Historically, organisations have placed a strong emphasis on their company strategy, purpose, vision and values to better engage their people. This often went hand-in-hand with visionary leadership – painting a picture of the future that inspires and motivates people whilst providing a clear plan of how to get there. 

However, what has become more and more evident over recent years is that engagement is predominantly driven at a local level, largely formed by the relationship people have with their colleagues and line manager. Results from Inpulse surveys since the start of 2024 show that the dominant reasons behind why people feel positive about working at their organisation were related to their local working environment; enjoyment of their role/work, good relationship with their colleagues, and feeling supported and valued by their line manager. 

I get it, we’re all super busy and it is much easier to create a vision statement and/or set of values than it is to truly embed them to become a reality across the business (our experience is this takes years). However, the cost of attracting and retaining employees is too high to ignore this – if you want to truly engage your people then it is essential that you focus your efforts on the local environment. 

As a starting point, here are three ways you can better engage your people at a local level:

  1. Invest in your local line managers: Whilst there is no silver bullet to employee engagement, if there was one thing that had the greatest influence then it would be the line manager. They set the culture at a local level and are key to people feeling supported and listened to at work. Invest in training and development for your line managers, with the main focus on human skills (active listening, recognition, feedback, empathy).
  • Build connections within teams: Create opportunities for people to build relationships with other people in their team. This could be formal team-building activities, as well as informal social events, offsite retreats, or team lunches. Ensure leaders and managers also attend so they have a chance to build relationships with people in a more relaxed and informal environment.  
  • Invest in the physical working environment: As Jacob Morgan defines, the physical workspace is “what people can see, touch, taste, and smell”. It’s more than just the décor and furniture, it is also the office layout, demographics of the people, and facilities (canteen, on-site gym, coffee machine etc.).

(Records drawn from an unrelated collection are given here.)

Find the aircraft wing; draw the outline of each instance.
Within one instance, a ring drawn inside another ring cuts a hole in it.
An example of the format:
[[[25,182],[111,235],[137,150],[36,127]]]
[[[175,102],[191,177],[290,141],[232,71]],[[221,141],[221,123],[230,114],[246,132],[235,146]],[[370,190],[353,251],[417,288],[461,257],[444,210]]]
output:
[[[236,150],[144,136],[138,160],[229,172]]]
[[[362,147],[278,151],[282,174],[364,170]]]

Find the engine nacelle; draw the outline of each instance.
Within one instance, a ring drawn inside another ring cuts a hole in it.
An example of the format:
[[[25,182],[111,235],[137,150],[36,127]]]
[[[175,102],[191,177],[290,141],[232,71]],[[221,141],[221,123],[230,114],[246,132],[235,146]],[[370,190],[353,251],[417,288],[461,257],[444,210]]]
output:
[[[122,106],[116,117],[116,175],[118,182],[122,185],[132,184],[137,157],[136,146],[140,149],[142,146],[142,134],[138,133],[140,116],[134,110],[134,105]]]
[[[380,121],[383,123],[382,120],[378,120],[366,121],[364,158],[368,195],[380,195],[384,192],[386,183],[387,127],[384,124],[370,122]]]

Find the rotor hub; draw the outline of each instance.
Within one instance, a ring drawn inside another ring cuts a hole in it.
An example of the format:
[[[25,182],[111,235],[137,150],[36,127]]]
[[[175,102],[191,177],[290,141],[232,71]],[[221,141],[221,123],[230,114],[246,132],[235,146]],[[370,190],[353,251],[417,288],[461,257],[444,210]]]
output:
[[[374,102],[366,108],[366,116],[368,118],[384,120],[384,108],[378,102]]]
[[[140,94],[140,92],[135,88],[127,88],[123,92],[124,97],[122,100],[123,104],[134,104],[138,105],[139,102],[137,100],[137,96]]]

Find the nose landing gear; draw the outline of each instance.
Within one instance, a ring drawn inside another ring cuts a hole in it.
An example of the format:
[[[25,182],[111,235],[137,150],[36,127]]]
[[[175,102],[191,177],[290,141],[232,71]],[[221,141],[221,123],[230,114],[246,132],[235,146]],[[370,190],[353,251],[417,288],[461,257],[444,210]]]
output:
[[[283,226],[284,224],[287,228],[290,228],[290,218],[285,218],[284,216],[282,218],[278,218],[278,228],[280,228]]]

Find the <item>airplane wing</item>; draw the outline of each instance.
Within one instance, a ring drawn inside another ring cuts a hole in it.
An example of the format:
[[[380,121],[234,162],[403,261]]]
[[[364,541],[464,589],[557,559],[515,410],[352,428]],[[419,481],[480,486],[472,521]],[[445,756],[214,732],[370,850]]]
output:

The physical space can irritate or inspire your people so it is worth considering how you can use this to create an environment that reinforces your culture and emphasises that you value your people.

Whilst the company strategy, purpose, vision and values are necessary, they mean very little to people if they don’t feel cared for, invested in, and listened to at work – which requires compassionate leadership and creating a positive environment in their local workplace.

As widely reported, Gen Z are looking for authenticity and integrity from their consumer brands and employers, therefore it is even more important to them that the company values and behaviours aren’t simply words on the wall and are felt in the lived experience of employees within their day-to-day context (local). This sounds obvious I know, but you’d be surprised how many organisations devise an inspirational vision statement or develop motivational values and behaviours yet don’t allocate the necessary energy and resources to embed these effectively.